Chivalry is Dead.. On the Internet

The internet has changed the way society connects, communicates and channels information. Free speech and encouraging differing opinions to be expressed is an avenue that can enrich and empower the way individuals view issues and topics of the world. Of course this utopian view of the internet does have some minor problems. A balancing act on public forums is adamant. Are the public allowed to say whatever they want to whoever they want with no responsibility taken for their actions? Or are guidelines and regulations necessary to moderate the conversation? If so does this limit the capability of free speech?

The ethics and moderation of online conversation is an emerging issue in media and communication as the morals and discourses of face-to-face interaction are not seen behind the keyboard. This can lead to challenges such as bullying, trolling and a lack of civility. General Counsel for Twitter, Alex Macgillivray, believes the internet should remain a “unique place for civil conversation” and that Governments need to preserve the “wonderful engine of free expression that it is.” Many stakeholders such as social media activists are optimistic in their statements seen in The Guardian’s article about moderating the conversation online, agreeing it is not promoting violence and bullying. However this is not always the case, as some areas of cyberspace can provoke uncivilised conversation and a ‘cesspool’ of unwanted knowledge.

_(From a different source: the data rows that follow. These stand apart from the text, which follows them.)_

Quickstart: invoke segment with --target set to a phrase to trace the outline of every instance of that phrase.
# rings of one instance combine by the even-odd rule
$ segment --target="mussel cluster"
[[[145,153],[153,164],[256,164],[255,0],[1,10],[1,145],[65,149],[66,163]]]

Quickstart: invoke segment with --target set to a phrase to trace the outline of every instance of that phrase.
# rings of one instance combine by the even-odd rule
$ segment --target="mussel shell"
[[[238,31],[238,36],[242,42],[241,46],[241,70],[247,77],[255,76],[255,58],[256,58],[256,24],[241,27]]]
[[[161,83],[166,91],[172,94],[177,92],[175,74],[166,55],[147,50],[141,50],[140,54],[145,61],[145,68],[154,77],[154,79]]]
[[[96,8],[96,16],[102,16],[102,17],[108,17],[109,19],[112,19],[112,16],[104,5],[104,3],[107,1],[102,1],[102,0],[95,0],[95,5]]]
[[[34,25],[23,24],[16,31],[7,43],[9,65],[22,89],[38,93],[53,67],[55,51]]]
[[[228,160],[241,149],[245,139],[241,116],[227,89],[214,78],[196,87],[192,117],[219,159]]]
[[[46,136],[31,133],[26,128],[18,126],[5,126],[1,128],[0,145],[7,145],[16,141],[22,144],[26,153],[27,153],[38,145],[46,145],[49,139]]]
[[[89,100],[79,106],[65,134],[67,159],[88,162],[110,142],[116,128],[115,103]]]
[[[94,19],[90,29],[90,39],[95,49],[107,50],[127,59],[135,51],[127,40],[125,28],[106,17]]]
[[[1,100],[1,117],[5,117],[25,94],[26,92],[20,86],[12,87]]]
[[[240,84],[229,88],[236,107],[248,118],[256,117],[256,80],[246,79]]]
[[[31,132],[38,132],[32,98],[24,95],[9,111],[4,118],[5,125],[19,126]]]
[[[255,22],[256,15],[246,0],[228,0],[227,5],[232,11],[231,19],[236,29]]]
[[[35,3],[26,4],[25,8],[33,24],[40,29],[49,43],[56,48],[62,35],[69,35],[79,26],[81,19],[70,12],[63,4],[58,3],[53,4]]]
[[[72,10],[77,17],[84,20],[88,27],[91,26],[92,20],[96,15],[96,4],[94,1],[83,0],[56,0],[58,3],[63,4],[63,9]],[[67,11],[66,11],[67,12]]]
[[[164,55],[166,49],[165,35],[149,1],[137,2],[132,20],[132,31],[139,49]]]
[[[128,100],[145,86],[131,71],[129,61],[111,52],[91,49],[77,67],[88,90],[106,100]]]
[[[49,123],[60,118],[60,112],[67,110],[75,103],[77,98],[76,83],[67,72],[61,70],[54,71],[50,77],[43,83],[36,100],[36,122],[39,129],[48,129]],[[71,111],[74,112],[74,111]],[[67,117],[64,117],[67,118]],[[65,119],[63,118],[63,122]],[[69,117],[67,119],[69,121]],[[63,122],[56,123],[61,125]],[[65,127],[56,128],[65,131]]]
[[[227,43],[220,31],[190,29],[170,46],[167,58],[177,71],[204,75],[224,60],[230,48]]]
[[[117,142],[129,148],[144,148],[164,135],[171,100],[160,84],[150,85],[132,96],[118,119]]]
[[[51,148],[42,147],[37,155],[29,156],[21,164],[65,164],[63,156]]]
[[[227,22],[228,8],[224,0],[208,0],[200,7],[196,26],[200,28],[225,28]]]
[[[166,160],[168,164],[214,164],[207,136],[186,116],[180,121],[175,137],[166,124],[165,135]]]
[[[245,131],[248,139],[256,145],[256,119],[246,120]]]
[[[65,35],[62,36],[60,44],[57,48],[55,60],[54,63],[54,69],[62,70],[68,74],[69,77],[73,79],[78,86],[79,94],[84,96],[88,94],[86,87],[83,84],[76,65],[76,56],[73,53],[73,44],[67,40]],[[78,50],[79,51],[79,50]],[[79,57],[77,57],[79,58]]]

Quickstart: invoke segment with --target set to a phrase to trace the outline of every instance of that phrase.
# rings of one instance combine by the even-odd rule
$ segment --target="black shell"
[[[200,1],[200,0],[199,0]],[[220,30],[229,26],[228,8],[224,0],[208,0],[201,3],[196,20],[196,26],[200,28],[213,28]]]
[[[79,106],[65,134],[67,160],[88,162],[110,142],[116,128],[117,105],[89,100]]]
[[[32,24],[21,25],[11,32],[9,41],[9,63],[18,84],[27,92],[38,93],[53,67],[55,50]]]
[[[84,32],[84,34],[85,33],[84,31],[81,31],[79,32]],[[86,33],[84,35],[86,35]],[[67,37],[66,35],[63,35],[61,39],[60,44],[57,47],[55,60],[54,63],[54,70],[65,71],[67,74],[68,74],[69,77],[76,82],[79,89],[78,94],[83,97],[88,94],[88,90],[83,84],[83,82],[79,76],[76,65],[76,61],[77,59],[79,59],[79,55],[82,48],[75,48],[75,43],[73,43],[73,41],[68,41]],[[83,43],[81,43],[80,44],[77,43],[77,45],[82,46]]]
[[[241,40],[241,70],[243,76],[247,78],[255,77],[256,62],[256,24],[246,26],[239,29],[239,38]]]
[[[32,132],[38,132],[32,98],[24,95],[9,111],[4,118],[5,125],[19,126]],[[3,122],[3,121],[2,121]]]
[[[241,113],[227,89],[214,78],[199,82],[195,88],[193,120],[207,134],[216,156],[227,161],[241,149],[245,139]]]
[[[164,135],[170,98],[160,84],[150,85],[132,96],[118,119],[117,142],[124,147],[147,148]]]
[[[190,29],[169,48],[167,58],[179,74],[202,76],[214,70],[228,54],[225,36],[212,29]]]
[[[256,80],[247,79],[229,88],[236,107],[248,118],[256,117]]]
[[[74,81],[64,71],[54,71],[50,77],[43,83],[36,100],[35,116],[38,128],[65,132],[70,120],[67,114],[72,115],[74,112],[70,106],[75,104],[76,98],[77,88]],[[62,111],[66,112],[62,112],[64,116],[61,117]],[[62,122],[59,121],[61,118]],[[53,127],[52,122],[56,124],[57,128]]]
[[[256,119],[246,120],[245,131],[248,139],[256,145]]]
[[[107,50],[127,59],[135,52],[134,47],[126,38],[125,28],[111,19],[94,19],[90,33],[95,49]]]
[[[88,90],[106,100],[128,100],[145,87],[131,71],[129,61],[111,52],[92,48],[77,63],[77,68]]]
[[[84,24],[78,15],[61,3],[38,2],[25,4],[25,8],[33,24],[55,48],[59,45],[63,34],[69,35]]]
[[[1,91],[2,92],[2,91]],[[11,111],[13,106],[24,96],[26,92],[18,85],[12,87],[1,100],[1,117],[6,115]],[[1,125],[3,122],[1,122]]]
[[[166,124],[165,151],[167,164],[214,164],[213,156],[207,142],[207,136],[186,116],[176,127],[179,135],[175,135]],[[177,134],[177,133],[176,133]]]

Fiona Martin (2012) argues there is perceived risks such as spamming, abuse and privacy issues if the internet is not moderated in some way. As unregulated speech increased Martin saw signs of a rise in trolling and the personal safety of users in a public forum was at a greater risk. In some circumstances, moderating the conversation can inhibit free speech and the flow of a debate, but if not monitored carefully it can also deter users from giving their opinion. Unregulated material can “discourage newbies” from using a forum. The narrative disclosure and dominative individuals, who use threatening phrases and words, can deter people from using the forum in a ‘chilling effect.’ Participation and democracy are values of conversation which online communication provides. Regulation of online forums begins with the responsibility taken by the individual and the assumed etiquette that should be followed.      Lauren Northover


References –

Halliday, J. 2012, “Free Speech Haven or Lawless Cesspool – Can the Internet be Civilised?” Battle for the Internet, The Guardian, UK.
Martin, F. 2012, “Vox Populi, Vox Dei: ABC Online and the Risks of Dialogic Interaction,” Histories of Public Service Broadcasters on the Web, Editors; Brugger, N. and Burns, M. New York, Peter Lang, pp. 177-192.